Começou na sua adolescência e tem trabalhado duro desde então: Les Portes Claquent (60, Jacques Poitrenaud/Michel Sermaud); no episódio "Sophie" de Les Parisiennes [As Parisienses] (61, Marc Allégret), no qual conheceu Roger Vadim.
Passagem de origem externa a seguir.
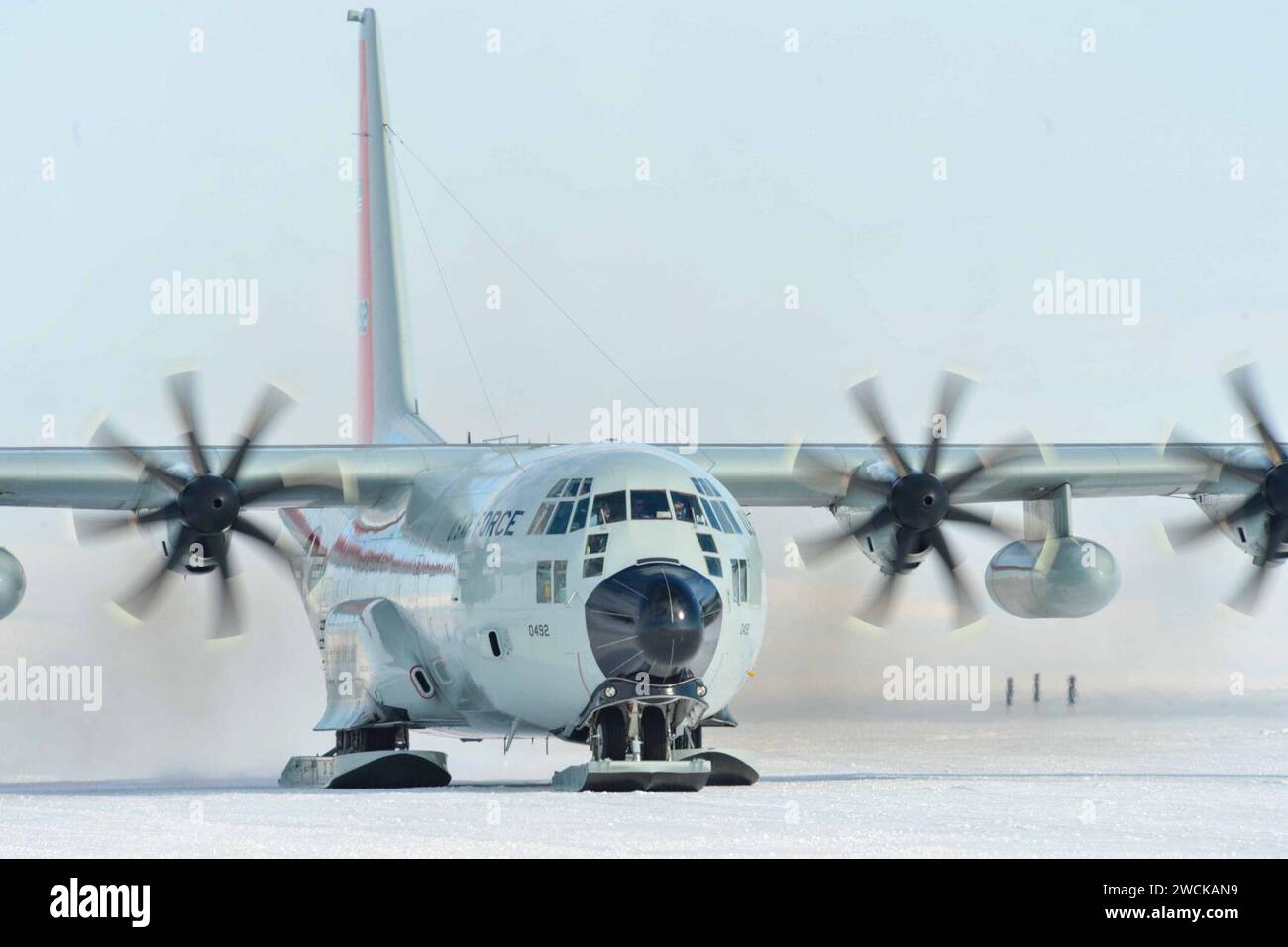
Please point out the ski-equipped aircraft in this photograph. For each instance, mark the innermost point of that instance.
(608, 594)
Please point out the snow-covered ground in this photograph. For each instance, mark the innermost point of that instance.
(1000, 784)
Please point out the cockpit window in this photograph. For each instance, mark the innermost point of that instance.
(609, 508)
(539, 522)
(559, 521)
(649, 504)
(579, 517)
(726, 517)
(712, 521)
(684, 505)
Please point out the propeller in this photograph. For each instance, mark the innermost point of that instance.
(1269, 499)
(914, 501)
(207, 506)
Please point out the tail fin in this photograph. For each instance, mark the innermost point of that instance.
(386, 410)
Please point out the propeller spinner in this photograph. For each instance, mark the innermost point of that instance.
(207, 506)
(1269, 501)
(914, 501)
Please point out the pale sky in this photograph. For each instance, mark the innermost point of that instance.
(768, 169)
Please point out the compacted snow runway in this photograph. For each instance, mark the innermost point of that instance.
(1024, 783)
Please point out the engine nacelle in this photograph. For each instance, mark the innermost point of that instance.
(13, 582)
(1067, 578)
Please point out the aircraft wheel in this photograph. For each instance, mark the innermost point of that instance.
(610, 727)
(653, 733)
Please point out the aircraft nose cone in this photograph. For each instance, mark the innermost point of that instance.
(669, 625)
(655, 617)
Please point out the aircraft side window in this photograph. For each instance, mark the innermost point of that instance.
(609, 508)
(712, 519)
(539, 522)
(726, 515)
(649, 504)
(561, 579)
(738, 579)
(545, 590)
(683, 505)
(579, 517)
(559, 521)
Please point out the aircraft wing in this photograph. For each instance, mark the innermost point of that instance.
(820, 474)
(112, 478)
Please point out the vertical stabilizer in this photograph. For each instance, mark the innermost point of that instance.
(386, 408)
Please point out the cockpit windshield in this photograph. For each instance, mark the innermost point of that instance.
(609, 508)
(649, 504)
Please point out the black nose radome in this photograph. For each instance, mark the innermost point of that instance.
(656, 617)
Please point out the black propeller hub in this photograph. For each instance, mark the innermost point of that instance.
(1275, 488)
(209, 502)
(918, 501)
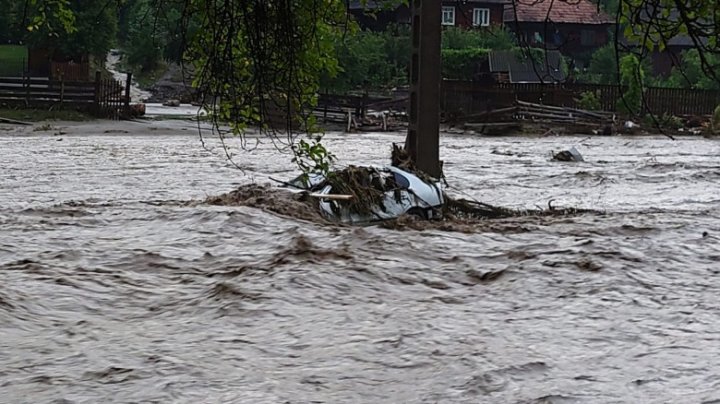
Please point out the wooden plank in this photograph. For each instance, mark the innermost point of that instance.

Teve um filho com Vadim, mas nunca se casou com ele e provou ser uma mulher mais profunda do que foi usada para: Et Satam Conduit le Bal [Satã Conduz o Baile (62, Grisha M. Dabat); La Vice et la Vertu [Vício e Virtude] (62, Vadim), baseado em Justine, de Sade; Vacances Portugaises [Férias Portuguesas] (63, Pierre Kast); em "L'Homme qui Vendit la Tour Eiffel", episódio de Le Plus Belles Escroqueries du Monde [Os Maiores Vigaristas do Mundo] (63, Claude Chabrol); La Chasse à L'Homme [A Caça ao Homem] (64, Éduard Molinaro); Un Monsieur de Compagnie [O Irresistível Gozador] (64, Philippe de Broca); Les Parapluies de Cherbourg [Os Guarda-Chuvas do Amor] (64, Jacques Demy); como a garota que enlouquece em um apartamento de Kensington em Repulsion [Repulsa ao Sexo] (65, Roman Polanski); Das Liebenkarussell [No Amor...Vale Tudo] (65, Rolf Thiele); La Vie de Château [A Farsa do Amor e da Guerra] (65, Jean-Paul Rappeneau); Le Chant du Monde [O Canto do Mundo] (65, Marcel Camus); Les Créatures [As Criaturas] (66, Agnès Varda); com sua irmã em Les Demoiselles de Rochefort [Duas Garotas Românticas] (66, Demy); Le Dimanche de la Vie (66, Jean Herman); Benjamin [Benjamin, o Despertar de um Jovem Inocente] (67, Michel Deville); Manon 70 (68, Jean Aurel); La Chamade [A Chamada do Amor] (68, Alain Cavalier); foi para os Estados Unidos, contracenar com Jack Lemmon em The April Fools [Um Dia em Duas Vidas] (69, Stuart Rosenberg); Mayerling (69, Terence Young); como a femme fatale em La Sirène du Mississippi [A Sereia do Mississippi] (69, François Truffaut); Peau d'Âne [Pele de Asno] (70, Demy); Ça n'Arrive Qu'aux Otres [Tempo de Amor] (71, Nadine Trintignant); Un Flic [Expresso para Bordeaux] (72, Jean-Pierre Melville); e L'événement le Plus Important Depuis que l'Homme a Marché sur la Lune [Um Homem em Estado...Interessante] (73, Demy).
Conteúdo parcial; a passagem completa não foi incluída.